Cinco años después de aquel inolvidable 2 de octubre de 2016 cuando, ni los mismos defensores del NO a los Acuerdos de La Habana, creíamos posible derrotar la aplanadora publicitaria montada por el gobierno Santos a favor de su acuerdo con los narcoterroristas de las FARC, y, menos aún, después del desprestigio al que fuimos sometidos por advertir los peligros a los que quedaríamos abocados de aceptar en las urnas el esperpento habanero, conseguimos rechazarlos ¡ganamos el plebiscito!
Sin siquiera saborear el triunfo, anteponiendo los intereses de la patria, se propuso una reforma sustancial para sacar los acuerdos adelante. Aparentemente apabullado por la derrota, el jugador de póquer aceptó incondicionalmente la propuesta.

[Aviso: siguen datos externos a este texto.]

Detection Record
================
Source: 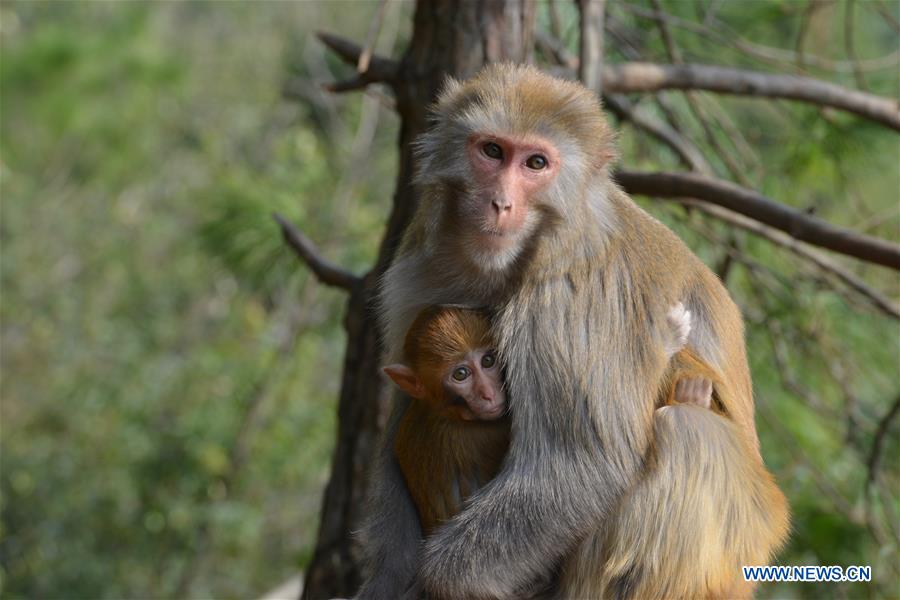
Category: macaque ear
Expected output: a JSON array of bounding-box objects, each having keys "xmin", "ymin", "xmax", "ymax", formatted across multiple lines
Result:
[{"xmin": 382, "ymin": 363, "xmax": 425, "ymax": 400}]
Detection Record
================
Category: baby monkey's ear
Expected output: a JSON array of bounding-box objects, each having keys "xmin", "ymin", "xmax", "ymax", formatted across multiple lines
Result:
[{"xmin": 382, "ymin": 363, "xmax": 425, "ymax": 400}]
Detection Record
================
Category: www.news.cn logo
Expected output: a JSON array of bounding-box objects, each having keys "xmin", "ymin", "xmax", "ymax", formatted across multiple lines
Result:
[{"xmin": 742, "ymin": 565, "xmax": 872, "ymax": 581}]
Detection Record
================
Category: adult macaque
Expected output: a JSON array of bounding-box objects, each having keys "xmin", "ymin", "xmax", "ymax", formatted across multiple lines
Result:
[{"xmin": 362, "ymin": 65, "xmax": 788, "ymax": 598}]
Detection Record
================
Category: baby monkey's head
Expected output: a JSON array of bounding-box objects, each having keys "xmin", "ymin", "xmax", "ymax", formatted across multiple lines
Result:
[{"xmin": 384, "ymin": 306, "xmax": 506, "ymax": 421}]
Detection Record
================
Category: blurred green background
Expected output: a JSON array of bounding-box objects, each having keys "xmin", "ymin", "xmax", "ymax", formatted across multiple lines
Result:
[{"xmin": 0, "ymin": 0, "xmax": 900, "ymax": 598}]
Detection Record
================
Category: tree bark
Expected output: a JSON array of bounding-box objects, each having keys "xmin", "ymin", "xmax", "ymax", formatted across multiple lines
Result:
[{"xmin": 302, "ymin": 0, "xmax": 535, "ymax": 600}]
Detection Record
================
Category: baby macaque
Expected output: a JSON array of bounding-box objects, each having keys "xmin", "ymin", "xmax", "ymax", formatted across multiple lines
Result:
[
  {"xmin": 384, "ymin": 304, "xmax": 715, "ymax": 535},
  {"xmin": 384, "ymin": 306, "xmax": 509, "ymax": 534}
]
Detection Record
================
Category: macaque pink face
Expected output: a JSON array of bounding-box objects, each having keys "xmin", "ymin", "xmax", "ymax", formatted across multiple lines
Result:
[
  {"xmin": 466, "ymin": 134, "xmax": 560, "ymax": 252},
  {"xmin": 443, "ymin": 349, "xmax": 506, "ymax": 421}
]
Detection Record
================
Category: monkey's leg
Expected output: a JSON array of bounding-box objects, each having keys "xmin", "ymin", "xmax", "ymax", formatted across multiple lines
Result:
[
  {"xmin": 674, "ymin": 377, "xmax": 712, "ymax": 408},
  {"xmin": 560, "ymin": 404, "xmax": 788, "ymax": 599}
]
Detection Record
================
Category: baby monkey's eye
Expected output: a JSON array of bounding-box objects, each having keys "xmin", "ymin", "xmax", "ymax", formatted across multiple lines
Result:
[
  {"xmin": 452, "ymin": 367, "xmax": 472, "ymax": 381},
  {"xmin": 525, "ymin": 154, "xmax": 547, "ymax": 171},
  {"xmin": 481, "ymin": 142, "xmax": 503, "ymax": 160}
]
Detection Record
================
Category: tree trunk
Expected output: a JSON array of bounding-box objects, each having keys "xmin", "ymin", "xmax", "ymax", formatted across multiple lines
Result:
[{"xmin": 303, "ymin": 0, "xmax": 535, "ymax": 600}]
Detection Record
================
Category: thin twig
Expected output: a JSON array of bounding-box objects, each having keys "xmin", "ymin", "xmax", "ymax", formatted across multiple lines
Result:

Pero el timador profesional, al amparo del premio Nobel de Paz que milagrosamente salió, cinco días después de su estrepitoso fracaso, de ese sombrero de mago de donde sale casi todo lo suyo, y echando mano de su mejor y más convincente argumento que es “el maldito parné”, se consiguió un maquillado “nuevo viejo acuerdo” que 53 días después fue nuevamente firmado con pompa y ostentación y, en cuestión de un abrir y cerrar de ojos, mediante una proposición en el Congreso de la República y vía “fast track” (vía rápida poco ortodoxa, que en inglés suena más legal), fue todo aprobado.
El del Nobel pasó así, olímpicamente, por encima de la voluntad del pueblo consignada en las urnas. Ese atropello, ese “esguince democrático”, causó una herida que hoy sigue abierta y sangrante.
Cinco años y de su paz, si acaso quedará uno que otro de los prendedores con forma de palomita que él y sus lacayos lucían en las solapas, y ese cuento fantasioso sobre “el mejor acuerdo posible” que lleva de foro en foro y con el que llena sus bolsillos de dinero, porque en Colombia paz, no hay.
El país se debate en un mar de incertidumbre desprendida del ultraje a la institucionalidad, de la profunda división del pueblo, de un país arruinado y asfixiado por la violencia del narcotráfico que generan las 200 mil hectáreas de coca que nos dejó sembradas.
El desdichado “proceso de paz”, no solamente exacerbó todos nuestros males, sino que perturbó todos los valores. Tenemos a criminales de lesa humanidad legislando en el Congreso y dando lecciones de moral y buen hacer político, y un sistema de justicia paralelo (JEP), en el que igualan a criminales de lesa humanidad con servidores de Fuerza Pública, y un particular diseño para legitimar jurídicamente los crímenes atroces de los narcoterroristas.
Y ¿las víctimas? Ahí están, “revictimizadas” por un proceso que simplemente las usó como bandera.
¿Cuánto nos costó esa desgracia? ¿Dónde están las cuentas y quién responde?
El daño está hecho, no hay marcha atrás. Colombia es un país de valientes y, aunque nunca olvidaremos ni permitiremos que reescriban nuestra historia, vamos a superar este funesto episodio.
El punto de partida es la unión, la reconciliación en aras de la defensa de nuestra amenazada democracia, para podernos permitir el espacio para la restauración de la vida en valores y la reconstrucción y ennoblecimiento de las instituciones democráticas, que nos faculten el resarcimiento al daño causado a las víctimas y el progreso como nación digna.